En Canadá, OpenAI dijo que consideró alertar a la policía el año pasado sobre la actividad de una persona que cometió uno unos meses después. peores escuelas En la historia del país.
La compañía identificó la cuenta de Jesse Van Rutselaer en junio a través de esfuerzos de detección de abuso por “un aumento en la actividad violenta”, pero dijo que más tarde estuvo a punto de prohibir una segunda cuenta. El joven de 18 años mató a ocho personas en una zona remota de Columbia Británica en febrero y murió a causa de una herida de bala autoinfligida.

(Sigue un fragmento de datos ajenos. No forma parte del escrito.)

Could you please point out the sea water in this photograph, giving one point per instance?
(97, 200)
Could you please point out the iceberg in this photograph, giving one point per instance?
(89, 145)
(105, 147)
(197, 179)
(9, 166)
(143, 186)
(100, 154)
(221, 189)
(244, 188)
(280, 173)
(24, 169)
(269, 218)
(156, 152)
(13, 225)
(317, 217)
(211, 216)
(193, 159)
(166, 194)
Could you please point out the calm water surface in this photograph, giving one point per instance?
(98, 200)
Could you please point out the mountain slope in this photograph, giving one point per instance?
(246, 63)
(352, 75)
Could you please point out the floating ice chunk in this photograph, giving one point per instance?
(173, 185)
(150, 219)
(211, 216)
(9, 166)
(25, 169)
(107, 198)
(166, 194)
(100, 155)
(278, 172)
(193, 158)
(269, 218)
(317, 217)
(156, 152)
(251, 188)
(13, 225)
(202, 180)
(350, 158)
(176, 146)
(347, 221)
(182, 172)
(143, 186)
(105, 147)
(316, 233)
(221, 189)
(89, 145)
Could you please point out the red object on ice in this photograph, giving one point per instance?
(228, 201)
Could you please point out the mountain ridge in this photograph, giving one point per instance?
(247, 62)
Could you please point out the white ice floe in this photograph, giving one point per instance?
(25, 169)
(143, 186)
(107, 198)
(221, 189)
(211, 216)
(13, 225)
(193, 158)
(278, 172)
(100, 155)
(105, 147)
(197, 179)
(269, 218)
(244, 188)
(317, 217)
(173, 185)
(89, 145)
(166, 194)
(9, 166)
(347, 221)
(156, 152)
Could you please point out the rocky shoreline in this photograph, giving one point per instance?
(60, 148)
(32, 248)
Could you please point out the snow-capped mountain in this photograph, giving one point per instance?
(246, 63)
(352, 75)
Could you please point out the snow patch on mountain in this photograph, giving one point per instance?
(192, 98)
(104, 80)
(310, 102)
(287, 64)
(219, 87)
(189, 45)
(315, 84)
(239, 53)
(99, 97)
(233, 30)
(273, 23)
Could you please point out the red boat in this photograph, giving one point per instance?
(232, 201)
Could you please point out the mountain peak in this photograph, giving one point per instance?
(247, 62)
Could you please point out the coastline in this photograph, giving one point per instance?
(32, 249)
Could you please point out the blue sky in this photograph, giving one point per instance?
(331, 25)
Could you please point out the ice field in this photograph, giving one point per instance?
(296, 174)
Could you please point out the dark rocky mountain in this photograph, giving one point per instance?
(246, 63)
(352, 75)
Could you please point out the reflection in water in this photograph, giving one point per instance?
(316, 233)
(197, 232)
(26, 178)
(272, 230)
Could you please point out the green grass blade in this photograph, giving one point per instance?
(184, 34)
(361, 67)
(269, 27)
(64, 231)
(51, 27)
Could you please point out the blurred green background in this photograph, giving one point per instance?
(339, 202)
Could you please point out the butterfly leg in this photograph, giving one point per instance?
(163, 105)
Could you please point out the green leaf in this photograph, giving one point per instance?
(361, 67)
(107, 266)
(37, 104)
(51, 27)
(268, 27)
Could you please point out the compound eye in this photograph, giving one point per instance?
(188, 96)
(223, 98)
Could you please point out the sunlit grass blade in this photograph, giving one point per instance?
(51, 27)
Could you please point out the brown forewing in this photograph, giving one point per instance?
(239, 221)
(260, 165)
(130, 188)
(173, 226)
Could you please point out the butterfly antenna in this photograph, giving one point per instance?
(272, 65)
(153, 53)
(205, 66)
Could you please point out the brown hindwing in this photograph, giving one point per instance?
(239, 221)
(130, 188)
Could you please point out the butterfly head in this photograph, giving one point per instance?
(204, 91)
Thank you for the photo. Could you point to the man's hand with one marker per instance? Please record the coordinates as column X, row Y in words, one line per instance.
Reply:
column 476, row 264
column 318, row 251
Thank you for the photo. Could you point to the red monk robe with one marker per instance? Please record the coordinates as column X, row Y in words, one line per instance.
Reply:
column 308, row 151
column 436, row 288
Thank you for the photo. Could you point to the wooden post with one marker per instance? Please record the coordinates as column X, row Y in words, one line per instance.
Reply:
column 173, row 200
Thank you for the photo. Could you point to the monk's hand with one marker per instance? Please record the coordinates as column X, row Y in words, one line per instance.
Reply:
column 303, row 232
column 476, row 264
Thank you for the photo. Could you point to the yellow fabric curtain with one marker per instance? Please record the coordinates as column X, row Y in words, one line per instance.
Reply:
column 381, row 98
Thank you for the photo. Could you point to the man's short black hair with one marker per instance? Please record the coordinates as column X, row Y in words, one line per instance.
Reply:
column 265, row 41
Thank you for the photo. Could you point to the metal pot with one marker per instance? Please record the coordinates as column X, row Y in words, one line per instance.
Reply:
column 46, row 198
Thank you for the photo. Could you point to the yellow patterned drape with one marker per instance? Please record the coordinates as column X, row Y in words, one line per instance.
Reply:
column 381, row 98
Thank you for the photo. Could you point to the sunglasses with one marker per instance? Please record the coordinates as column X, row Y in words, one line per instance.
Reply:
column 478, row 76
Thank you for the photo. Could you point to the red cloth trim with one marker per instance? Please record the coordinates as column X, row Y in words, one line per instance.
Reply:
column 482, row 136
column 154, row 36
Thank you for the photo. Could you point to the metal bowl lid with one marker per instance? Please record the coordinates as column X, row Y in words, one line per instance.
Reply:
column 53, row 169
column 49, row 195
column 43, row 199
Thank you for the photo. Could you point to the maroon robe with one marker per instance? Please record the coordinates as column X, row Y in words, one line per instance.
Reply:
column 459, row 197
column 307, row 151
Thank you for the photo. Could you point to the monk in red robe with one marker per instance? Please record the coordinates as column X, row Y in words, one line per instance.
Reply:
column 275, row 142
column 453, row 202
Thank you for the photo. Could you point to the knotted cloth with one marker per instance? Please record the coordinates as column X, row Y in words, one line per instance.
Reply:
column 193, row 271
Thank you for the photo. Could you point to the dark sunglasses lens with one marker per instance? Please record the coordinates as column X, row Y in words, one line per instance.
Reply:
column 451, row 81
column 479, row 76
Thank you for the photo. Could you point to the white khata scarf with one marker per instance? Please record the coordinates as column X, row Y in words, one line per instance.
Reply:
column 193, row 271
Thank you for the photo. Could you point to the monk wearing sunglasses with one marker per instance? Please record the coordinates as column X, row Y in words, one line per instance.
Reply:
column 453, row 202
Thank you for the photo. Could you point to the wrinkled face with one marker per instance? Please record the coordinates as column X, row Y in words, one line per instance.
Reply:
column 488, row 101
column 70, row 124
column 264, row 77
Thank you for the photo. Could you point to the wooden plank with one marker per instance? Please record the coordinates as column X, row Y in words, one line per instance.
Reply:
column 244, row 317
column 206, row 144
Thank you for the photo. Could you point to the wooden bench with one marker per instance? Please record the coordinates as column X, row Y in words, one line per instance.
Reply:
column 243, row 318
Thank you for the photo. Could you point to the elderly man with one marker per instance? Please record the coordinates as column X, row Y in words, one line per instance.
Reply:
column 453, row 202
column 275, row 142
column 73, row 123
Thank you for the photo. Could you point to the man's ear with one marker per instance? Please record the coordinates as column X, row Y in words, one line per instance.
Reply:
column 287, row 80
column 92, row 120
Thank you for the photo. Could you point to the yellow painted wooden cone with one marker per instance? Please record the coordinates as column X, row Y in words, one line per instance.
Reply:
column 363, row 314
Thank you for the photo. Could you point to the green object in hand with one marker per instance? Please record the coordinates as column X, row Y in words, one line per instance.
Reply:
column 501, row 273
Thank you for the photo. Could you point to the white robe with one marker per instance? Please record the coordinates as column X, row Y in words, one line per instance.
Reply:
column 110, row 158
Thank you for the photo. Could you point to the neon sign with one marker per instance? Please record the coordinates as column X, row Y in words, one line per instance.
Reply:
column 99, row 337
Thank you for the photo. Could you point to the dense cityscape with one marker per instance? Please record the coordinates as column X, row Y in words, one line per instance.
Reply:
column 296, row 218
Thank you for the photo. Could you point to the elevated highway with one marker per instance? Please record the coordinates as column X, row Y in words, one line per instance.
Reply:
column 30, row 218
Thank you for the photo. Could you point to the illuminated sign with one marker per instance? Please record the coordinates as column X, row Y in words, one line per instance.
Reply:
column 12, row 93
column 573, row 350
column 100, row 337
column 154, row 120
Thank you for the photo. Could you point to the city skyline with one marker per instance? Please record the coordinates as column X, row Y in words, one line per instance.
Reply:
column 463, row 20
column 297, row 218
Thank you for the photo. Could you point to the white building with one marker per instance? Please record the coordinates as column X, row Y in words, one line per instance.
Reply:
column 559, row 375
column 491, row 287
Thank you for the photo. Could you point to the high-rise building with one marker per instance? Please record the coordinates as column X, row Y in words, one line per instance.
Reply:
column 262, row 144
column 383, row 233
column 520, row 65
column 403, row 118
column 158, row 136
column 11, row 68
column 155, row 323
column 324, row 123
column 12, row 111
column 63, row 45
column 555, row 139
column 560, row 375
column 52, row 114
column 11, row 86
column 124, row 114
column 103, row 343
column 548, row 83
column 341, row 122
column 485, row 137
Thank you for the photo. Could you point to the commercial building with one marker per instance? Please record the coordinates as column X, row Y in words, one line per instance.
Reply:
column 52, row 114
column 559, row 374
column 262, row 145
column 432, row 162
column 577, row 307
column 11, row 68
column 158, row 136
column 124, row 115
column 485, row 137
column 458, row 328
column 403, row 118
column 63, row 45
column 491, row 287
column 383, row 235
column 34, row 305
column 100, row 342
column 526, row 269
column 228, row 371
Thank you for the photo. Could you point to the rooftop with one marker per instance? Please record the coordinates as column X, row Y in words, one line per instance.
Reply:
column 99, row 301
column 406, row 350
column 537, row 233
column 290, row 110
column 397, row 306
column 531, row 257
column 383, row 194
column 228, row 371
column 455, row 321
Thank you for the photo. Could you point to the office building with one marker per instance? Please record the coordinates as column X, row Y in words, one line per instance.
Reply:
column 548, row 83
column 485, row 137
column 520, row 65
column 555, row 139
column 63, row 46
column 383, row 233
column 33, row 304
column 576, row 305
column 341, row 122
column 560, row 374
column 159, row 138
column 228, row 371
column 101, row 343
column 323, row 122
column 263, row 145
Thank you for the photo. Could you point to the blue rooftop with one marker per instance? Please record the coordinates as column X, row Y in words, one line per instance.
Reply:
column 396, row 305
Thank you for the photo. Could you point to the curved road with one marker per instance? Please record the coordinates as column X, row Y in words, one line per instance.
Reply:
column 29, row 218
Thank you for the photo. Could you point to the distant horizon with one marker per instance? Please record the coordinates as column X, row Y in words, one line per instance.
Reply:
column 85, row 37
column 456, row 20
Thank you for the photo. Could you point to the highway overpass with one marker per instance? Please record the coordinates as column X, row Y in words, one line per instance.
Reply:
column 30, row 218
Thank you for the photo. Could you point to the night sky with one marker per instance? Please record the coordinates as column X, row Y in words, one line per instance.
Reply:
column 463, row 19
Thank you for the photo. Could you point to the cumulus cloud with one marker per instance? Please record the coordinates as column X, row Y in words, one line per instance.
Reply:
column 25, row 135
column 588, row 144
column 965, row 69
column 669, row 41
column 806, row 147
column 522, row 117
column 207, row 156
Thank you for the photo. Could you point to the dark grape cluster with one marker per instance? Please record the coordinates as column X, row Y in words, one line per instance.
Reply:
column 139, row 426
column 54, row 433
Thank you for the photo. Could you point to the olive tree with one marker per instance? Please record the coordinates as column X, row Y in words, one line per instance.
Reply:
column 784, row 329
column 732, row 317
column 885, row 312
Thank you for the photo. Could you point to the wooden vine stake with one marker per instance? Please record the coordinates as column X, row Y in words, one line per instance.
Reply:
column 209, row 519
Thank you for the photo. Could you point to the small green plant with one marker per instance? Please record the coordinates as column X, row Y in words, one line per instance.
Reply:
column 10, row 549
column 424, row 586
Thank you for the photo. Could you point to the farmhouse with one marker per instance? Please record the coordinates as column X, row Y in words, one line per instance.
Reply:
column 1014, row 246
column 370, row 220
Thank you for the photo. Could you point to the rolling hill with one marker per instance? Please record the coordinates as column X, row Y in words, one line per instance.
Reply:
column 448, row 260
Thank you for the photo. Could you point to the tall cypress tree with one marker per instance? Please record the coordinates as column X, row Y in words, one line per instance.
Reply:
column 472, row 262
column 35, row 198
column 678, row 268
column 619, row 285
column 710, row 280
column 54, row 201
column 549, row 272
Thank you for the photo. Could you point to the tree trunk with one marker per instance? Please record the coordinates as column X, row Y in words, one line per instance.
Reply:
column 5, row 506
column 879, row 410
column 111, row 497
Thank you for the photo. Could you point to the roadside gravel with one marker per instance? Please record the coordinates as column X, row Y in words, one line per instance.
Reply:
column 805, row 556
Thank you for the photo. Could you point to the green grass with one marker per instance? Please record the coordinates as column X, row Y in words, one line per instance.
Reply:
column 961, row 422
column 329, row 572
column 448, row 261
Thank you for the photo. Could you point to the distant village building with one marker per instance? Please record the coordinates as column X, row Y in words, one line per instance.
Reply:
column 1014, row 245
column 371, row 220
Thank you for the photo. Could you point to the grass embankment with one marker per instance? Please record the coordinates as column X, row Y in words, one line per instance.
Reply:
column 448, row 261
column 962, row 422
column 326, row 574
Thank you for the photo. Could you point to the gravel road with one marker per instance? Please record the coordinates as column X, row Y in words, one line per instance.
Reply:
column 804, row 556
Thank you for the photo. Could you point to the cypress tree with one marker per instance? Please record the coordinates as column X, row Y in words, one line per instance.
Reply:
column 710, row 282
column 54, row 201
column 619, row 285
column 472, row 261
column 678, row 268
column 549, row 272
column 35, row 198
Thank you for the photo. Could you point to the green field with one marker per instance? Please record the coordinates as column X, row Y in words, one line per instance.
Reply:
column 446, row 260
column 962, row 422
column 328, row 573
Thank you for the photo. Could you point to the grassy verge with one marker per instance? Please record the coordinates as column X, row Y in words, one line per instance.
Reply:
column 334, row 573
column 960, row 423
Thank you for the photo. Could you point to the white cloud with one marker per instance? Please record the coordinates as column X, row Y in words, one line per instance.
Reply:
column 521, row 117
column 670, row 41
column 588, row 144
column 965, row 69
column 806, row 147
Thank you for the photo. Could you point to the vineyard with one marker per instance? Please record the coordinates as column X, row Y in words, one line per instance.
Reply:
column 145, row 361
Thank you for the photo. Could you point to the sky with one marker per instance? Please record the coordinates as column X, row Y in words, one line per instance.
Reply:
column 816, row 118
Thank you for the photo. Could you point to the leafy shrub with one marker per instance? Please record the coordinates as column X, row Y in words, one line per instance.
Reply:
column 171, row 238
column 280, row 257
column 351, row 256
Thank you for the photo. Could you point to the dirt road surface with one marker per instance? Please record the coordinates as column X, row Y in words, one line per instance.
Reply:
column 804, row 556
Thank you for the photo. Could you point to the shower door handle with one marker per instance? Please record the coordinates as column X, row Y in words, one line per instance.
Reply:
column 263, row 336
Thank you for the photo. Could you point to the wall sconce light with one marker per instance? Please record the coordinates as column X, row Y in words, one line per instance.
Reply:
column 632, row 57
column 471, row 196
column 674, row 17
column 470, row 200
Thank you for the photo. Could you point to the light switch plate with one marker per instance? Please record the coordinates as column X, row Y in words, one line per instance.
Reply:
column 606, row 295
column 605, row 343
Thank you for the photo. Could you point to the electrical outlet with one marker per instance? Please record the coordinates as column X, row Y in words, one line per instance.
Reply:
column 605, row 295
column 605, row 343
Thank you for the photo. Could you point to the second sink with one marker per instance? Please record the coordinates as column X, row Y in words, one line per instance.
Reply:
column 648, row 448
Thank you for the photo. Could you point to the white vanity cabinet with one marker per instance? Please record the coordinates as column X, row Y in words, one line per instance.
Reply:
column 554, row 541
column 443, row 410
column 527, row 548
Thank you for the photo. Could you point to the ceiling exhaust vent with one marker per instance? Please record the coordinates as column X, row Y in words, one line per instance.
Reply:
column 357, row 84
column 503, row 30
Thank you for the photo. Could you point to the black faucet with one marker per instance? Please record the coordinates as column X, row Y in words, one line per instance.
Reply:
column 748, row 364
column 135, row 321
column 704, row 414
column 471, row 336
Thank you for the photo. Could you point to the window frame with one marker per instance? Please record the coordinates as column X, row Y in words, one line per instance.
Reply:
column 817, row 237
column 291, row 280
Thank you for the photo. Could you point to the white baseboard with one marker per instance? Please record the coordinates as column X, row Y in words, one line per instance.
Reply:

Cuando Gemini intentó remitir a Gavalas a una línea de ayuda, Edelson dijo que no estaba claro si las conversaciones más preocupantes del hombre con el chatbot alguna vez fueron señaladas a los revisores humanos de Google. Su padre, Joel Gavalas, entró en la casa barricada y descubrió el cuerpo de su hijo donde había muerto. Trabajaron juntos en el negocio de alivio de deudas de consumo de la familia.
“Jonathan fue una parte muy, muy importante de su vida”, dijo Edelson. “Su hijo estaba pasando por momentos difíciles, atravesando un divorcio. Fue a Gemini en busca de consuelo y para hablar sobre videojuegos y esas cosas. Y luego la situación se intensificó muy rápidamente”.